A Clichy-sous-Bois (93), dont plusieurs quartiers sont classés "prioritaires". | Valerio Vinzenco/Hans Lucas

La situation de l’emploi se dégrade dans les quartiers classés « prioritaires » par la politique de la ville. Toutes les catégories sont touchées, y compris les jeunes diplômés. Le rapport de l’Observatoire national de la politique de la ville (ONPV), publié mardi 3 mai, dresse un portrait noir de la crise économique en banlieue.

L’organisme, qui a remplacé l’Observatoire national des zones sensibles (ONZUS), s’est recentré sur les nouveaux territoires prioritaires de la politique de la ville, plus resserrés – 1 296 au lieu des 2 304 avant la loi Lamy de février 2014 – et dessinés à partir du seul critère de la concentration de la pauvreté.

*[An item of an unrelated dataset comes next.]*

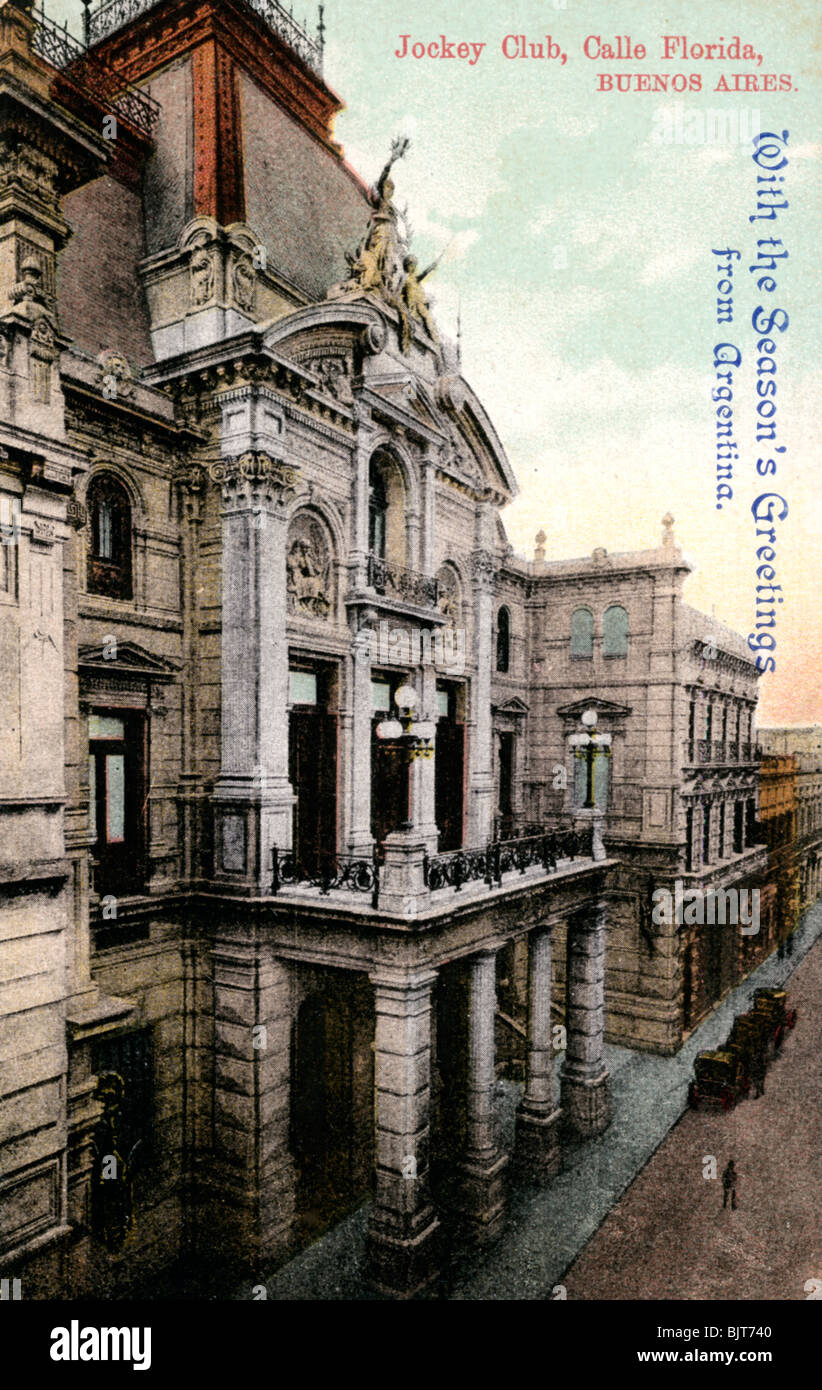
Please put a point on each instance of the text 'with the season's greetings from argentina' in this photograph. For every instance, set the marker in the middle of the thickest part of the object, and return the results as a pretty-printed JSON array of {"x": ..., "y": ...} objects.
[{"x": 768, "y": 259}]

On savait le chômage plus élevé dans les quartiers relégués, la crise ayant plus fortement marqué ces territoires. Pire, depuis deux ans, alors que le reste du pays connaissait une sortie de crise progressive, les banlieues populaires se sont enfoncées dans la récession. L’année 2014, sur laquelle reposent les statistiques exploitées par l’étude, voit ce mouvement se renforcer.

Ainsi le taux de chômage des 15-64 ans atteint 26,7 % dans ces quartiers, contre un taux global de près de 10 % pour les agglomérations dont ils font partie. Toutes les catégories des habitants en âge de travailler sont touchées. Mais la mauvaise surprise vient des catégories jusqu’alors relativement épargnées : les jeunes diplômés et les non-immigrés.

Un taux de chômage presque trois fois supérieur

Les diplômés issus des quartiers prioritaires s’inséraient aussi bien que leurs congénères des grandes villes avoisinantes, une fois toutes les caractéristiques sociales prises en compte. Les bac +2 et plus trouvaient un emploi sur le marché du travail et pâtissaient peu de l’effet négatif lié au territoire, comme l’avait montré une étude du Centre d’études et de recherches sur les qualifications (Cereq) d’avril 2013.

Les chiffres de l’observatoire marquent un tournant : « Même avec un diplôme élevé, quelle que soit l’origine, les habitants des quartiers sont fortement exposés au chômage », souligne l’ONPV.

Le taux de chômage des niveaux bac +2 et plus est presque trois fois supérieur à celui des unités urbaines proches (18,8 % contre 6,5 %). Le décalage est aussi marqué pour les populations les moins diplômées, dépassant 31 % pour les personnes sorties du système scolaire sans BEP ni CAP.

Les femmes fortement exposées

Les habitants non-immigrés, jusqu’alors plutôt moins touchés, sont également concernés par ce basculement. Leur taux de chômage est, en 2014, quasi similaire à celui des populations immigrées (26,2 % contre 27,9 %) alors que la différence entre ces deux catégories reste significative dans le reste des agglomérations (15,5 % pour les immigrés contre 9,2 % pour les non-immigrés).

Les femmes des quartiers sont, elles, toujours plus fortement exposées à l’inactivité : elles sont 48 % en dehors du marché du travail, en particulier chez les moins de 30 ans et les plus de 50 ans. Une tendance qui peut s’expliquer par la forte proportion de familles monoparentales : seules 46,3 % des femmes entre 25 et 64 ans élevant seules leurs enfants ont un emploi, contre 81,1 % pour les femmes dans la même situation habitant les agglomérations voisines.